Le ipotesi sull'incidente avvenuto sull'isola greca, durante l'addio al nubilato della 37enne di Arezzo. Sabato le nozze con il compagno Luca, rimasto in Italia con la figlia di tre anni della coppia. Cosa è emerso finora dalle indagini
Nessuno avrebbe bevuto tra i conducenti dei mezzi coinvolti nell’incidente in cui è morta Sara Ceccantini. È l’ultimo sviluppo nell’indagine sul decesso della 37enne, avvenuto a pochi giorni dal matrimonio a Mykonos, durante un viaggio organizzato con le amiche per il suo addio al nubilato. La donna, mamma di una bambina di tre anni, si trovava sull’isola greca proprio per festeggiare con le persone più care, in vista delle nozze di sabato. Come riporta La Nazione, la ricostruzione dei fatti fornita dalla Farnesina, dopo un primo equivoco che parlava di un investimento da parte di uno scooter, ha chiarito che Ceccantini viaggiava a bordo di un’auto con noleggio con conducente insieme alle amiche, occupando il sedile posteriore. Nessuna delle italiane era al volante: a guidare era infatti un autista professionista.

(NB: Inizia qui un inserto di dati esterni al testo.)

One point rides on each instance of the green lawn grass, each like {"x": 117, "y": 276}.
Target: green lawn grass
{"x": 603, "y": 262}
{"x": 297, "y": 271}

Le indagini della polizia greca e i test sui conducenti
Sulla dinamica resta ancora molto da accertare. Gli investigatori greci hanno già escluso che l’autista potesse essere ubriaco. «Sono stati effettuati tutti gli esami previsti sui due conducenti dei veicoli che si sono scontrati, senza che siano emerse tracce del consumo di alcol», ha spiegato all’emittente pubblica Ert Konstantia Dimoglidou, portavoce della polizia ellenica. L’ipotesi al vaglio, ancora tutta da verificare, è che la seconda vettura abbia invaso la corsia di marcia su cui transitava l’auto della 37enne. L’urto è stato devastante: trasportata in ospedale, Ceccantini è morta poche ore dopo per le ferite riportate, mentre le amiche se la sono cavata con conseguenze lievi. Secondo quanto trapelato e ripreso da La Nazione, il conducente del mezzo che avrebbe causato lo schianto sarebbe stato fermato dalle autorità, dettaglio però non ancora confermato dalla Farnesina. Sull’incidente è stato aperto un fascicolo e il rimpatrio della salma potrà avvenire soltanto dopo l’autopsia.